Prefix mode offers a simple translation between exponent strings and 
one or two letter prefixes. 
For scientific and engineering formats the prefixes are matched to
integer multiple of 3 exponent according to the [SI prefixes](https://www.nist.gov/pml/owm/metric-si-prefixes).
For binary formatsthe prefixes are matched to integer multiples of 10 
according to the [IEC prefixes](https://physics.nist.gov/cuu/Units/binary.html).
Supported translations:

SI Prefixes:

| Exponent Value   | Prefix Name | Prefix   |
|------------------|-------------|----------|
| 10<sup>+30</sup> | Quetta      | Q        |
| 10<sup>+27</sup> | Ronna       | R        |
| 10<sup>+24</sup> | Yotta       | Y        |
| 10<sup>+21</sup> | Zetta       | Z        |
| 10<sup>+18</sup> | Exa         | E        |
| 10<sup>+15</sup> | Peta        | P        |
| 10<sup>+12</sup> | Tera        | T        | 
| 10<sup>+9</sup>  | Giga        | G        |
| 10<sup>+6</sup>  | Mega        | M        |
| 10<sup>+3</sup>  | Kilo        | k        |
| 10<sup>-3</sup>  | milli       | m        |
| 10<sup>-6</sup>  | micro       | &micro;  |
| 10<sup>-9</sup>  | nano        | n        |
| 10<sup>-12</sup> | pico        | p        |
| 10<sup>-15</sup> | femto       | f        |
| 10<sup>-18</sup> | atto        | a        |
| 10<sup>-21</sup> | zepto       | z        |
| 10<sup>-24</sup> | yocto       | y        |
| 10<sup>-27</sup> | ronto       | r        |
| 10<sup>-30</sup> | quecto      | q        |

IEC Prefixes:

| Exponent Value  | Prefix Name | Prefix |
|-----------------|-------------|--------|
| 2<sup>+80</sup> | Ronna       | Yi     |
| 2<sup>+70</sup> | Yotta       | Zi     |
| 2<sup>+60</sup> | Zetta       | Ei     |
| 2<sup>+50</sup> | Exa         | Pi     |
| 2<sup>+40</sup> | Peta        | Ti     |
| 2<sup>+30</sup> | Tera        | Gi     | 
| 2<sup>+20</sup> | Giga        | Mi     |
| 2<sup>+10</sup> | Kibi        | Ki     |

Examples of prefix mode are:

- `f'{sfloat(12.4e+06):rp}'` gives `'12 M`'
- `f'{sfloat(1024*2**10):bp'` gives `1 Mi`


# Configuration options (forthcoming)

It is possible to modify the global default configuration for `sciform`
to avoid repetition of verbose (and difficult-to-parse-for-humans) 
format specification strings. 

The global defaults are stored in the `FMT_SPEC_GLOBAL_DEFAULTS` 
`FormatSpec` object.
When a call is made to format an `sfloat`, any parameters extracted from
the format specification string are used for the formatting, while any 
parameters not supplied are extracted from the global defaults object.

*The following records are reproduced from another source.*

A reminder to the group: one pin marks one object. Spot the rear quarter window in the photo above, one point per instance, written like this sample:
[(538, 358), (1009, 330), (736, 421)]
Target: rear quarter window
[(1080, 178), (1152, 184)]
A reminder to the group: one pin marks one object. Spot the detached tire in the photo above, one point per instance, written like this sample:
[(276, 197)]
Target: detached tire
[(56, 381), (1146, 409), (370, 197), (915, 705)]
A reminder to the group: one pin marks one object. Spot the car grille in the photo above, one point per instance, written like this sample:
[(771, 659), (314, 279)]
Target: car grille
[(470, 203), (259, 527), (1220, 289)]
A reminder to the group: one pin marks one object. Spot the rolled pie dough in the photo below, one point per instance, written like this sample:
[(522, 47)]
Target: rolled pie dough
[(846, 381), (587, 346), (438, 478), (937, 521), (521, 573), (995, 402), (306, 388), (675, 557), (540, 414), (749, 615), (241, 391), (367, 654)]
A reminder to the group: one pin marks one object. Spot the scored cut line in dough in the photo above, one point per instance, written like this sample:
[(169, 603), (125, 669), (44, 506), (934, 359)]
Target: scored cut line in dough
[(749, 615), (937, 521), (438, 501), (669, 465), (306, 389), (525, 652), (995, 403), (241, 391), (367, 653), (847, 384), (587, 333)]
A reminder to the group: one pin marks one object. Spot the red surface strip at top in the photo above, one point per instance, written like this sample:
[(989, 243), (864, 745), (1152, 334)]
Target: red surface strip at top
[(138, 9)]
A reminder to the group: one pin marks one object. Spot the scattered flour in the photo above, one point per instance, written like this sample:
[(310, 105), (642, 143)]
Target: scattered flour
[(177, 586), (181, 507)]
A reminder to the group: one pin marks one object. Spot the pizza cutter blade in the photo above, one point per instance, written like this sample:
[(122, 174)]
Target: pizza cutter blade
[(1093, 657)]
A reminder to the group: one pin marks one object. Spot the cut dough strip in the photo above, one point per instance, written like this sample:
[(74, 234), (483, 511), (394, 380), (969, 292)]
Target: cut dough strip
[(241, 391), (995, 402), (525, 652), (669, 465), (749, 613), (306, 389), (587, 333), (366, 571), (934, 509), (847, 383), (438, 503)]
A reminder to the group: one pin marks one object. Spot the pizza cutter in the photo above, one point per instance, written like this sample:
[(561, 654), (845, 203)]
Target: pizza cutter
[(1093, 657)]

The global configuration object can be permanently modified using the 
`update_global_defaults()` function and `kwargs` corresponding to the 
parameters the default configuration options the user would like to
update (TODO: Documentation of acceptable `kwargs`). 
The user can also pass in an entirely new replacement `FormatSpec`
object to use as the new global configuration object.
In this case any `kwargs` passed in will be used to update this new
configuration object after it has replaced the old one.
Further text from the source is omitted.